Let’s hope so, anyway. I caught a wicked cold halfway through the con and it’s still messing with me. Don’t sleep with your head too close to the AC, kids.
Series Archer Delayed
I don’t know if any of the rest of you remember back when AEG put up this enigmatic web teaser for a spies-and-conspiracies game called Series Archer… anyway, I talked briefly with John Zinser at the con and he says the Warlord CCG is doing so well that they’re putting off Series Archer until November or March 2002, so it can get the attention it deserves. He also disabused me of my notion, and God only knows where I got the idea, that Series Archer is a card game – it’s actually a fast-playing RPG.
SnarfQuest: The Card Game First Look
The Agents of Gaming folks have done quite a job packaging this game. Every $10 deck comes with a Snarf lead, or one of the other characters – a different lead to match each different card-border color.

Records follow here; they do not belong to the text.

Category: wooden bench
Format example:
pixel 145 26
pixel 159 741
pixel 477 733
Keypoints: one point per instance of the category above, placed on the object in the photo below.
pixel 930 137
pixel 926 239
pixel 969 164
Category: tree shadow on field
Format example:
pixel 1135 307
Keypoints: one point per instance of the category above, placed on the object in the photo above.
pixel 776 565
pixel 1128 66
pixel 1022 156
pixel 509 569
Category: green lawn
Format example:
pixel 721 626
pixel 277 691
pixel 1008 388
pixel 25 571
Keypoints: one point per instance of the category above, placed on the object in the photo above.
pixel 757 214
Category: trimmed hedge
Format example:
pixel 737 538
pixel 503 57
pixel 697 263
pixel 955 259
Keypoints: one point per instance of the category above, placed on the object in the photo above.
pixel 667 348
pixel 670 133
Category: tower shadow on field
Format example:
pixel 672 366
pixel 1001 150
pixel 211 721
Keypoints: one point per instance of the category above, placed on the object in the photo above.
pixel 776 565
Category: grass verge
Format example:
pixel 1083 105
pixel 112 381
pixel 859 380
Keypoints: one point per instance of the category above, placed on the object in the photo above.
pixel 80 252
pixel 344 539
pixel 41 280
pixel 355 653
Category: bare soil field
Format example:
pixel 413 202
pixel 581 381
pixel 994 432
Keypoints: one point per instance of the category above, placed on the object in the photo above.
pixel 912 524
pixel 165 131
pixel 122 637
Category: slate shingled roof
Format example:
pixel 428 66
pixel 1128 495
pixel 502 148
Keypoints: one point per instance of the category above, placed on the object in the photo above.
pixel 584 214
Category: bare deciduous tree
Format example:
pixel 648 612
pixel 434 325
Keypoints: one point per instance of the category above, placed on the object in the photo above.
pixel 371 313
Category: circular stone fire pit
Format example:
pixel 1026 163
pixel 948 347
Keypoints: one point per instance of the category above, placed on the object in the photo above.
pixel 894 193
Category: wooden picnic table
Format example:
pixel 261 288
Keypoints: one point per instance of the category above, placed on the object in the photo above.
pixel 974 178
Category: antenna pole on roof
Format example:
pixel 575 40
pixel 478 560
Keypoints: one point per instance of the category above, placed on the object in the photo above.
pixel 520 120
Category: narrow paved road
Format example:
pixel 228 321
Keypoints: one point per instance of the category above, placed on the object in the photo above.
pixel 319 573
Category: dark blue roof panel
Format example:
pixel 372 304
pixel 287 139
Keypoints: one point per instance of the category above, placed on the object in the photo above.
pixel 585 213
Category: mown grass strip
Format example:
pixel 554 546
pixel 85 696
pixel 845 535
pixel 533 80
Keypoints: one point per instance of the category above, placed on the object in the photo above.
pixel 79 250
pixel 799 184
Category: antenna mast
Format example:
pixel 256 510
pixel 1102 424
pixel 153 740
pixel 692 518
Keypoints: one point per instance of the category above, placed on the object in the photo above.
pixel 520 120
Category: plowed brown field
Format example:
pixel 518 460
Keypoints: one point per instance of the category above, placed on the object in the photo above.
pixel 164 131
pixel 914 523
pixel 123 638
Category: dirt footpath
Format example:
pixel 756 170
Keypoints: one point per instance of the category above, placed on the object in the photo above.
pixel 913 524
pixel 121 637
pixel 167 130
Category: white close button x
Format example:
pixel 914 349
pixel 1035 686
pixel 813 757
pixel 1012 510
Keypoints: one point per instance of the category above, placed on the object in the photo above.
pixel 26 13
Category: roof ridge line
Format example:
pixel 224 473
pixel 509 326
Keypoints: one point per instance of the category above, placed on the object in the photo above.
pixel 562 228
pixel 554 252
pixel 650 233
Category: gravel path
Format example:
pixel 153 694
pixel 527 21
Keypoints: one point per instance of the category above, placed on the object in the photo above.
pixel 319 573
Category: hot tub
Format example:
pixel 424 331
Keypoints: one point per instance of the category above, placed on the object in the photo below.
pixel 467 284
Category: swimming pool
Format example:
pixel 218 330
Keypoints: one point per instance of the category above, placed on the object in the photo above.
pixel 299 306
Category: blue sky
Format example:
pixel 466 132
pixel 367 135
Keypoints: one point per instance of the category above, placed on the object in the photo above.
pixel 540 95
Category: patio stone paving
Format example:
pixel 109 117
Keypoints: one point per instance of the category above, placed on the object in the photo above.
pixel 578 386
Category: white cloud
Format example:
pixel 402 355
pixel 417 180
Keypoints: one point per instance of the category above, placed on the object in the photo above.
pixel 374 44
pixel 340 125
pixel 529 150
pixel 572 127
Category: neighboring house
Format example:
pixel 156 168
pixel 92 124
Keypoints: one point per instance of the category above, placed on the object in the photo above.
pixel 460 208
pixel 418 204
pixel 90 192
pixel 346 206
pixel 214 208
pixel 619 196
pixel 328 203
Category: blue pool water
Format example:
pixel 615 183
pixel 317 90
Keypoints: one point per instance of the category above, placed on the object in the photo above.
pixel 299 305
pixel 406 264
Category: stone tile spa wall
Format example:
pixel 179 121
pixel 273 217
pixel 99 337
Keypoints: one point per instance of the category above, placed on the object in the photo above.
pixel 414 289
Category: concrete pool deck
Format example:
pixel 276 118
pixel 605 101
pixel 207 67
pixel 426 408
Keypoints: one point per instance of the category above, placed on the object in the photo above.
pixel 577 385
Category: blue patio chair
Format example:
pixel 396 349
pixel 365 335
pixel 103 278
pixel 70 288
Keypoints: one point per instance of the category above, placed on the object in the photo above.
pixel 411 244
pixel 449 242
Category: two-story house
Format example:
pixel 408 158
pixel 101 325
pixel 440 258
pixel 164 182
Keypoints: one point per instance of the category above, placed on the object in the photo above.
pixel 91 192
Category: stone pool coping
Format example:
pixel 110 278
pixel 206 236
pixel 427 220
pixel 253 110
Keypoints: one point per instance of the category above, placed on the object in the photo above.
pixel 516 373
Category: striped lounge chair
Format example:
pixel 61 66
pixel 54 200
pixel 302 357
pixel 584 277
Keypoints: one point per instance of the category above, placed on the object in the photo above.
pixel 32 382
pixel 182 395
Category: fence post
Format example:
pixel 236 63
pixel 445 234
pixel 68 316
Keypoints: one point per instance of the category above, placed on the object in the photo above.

The deck is the same in every color, but each player can own a different color deck for when you collaboratively construct the play deck. That’s right, it’s a one-big-deck game, but everybody can have their own say as to what goes in. The stone soup theory. The basic rules reminded Allan a little of the Tomb Raider CCG, which I haven’t seen. The leads are part of the game, as the cards form a storyline and Snarf moves around on it. Cards never go into your hand, but instead go into the storyline, and you control Snarf on your turn, trying to claim the good cards for yourself and send clunkers to your enemy. Cards can block your movement in the storyline until someone activates them, some of them have global effects… ultimately, you’re trying to score the most Treasure cards. We definitely look forward to playing this one, although our Elmore-signed cards may be going into cold storage with Allan’s old issues of Dragon if he has anything to say about it.
Lemmings: The Migration Playtest
Before leaving the con, I actually managed to play one of the umpteen little card games I picked up, and it was this Cheapass-style joint from d20ers Vengeance Games that got the treatment. We played with the full allotment of six players, trying to be the last one in the game with any surviving lemmings. Some of the cards are very, very funny, but on the whole it felt a little bit soulless and random. To begin, I just kind of picked somebody to poke first, and then it was poke-poke-poke-poke-poke until somebody won. If you don’t have the cards in your hand to deal with a given problem, you’re pretty much screwed. So, lots and lots of luck in the game and not much skill. “Deep” is definitely not the word I’d use to describe this game, but when all is said and done, I’d probably play it again. It’s only five bucks, so if the thought of rescuing a few stampeding lemmings with an overzealous crossing guard appeals to you, this is your kind of cheap thrill.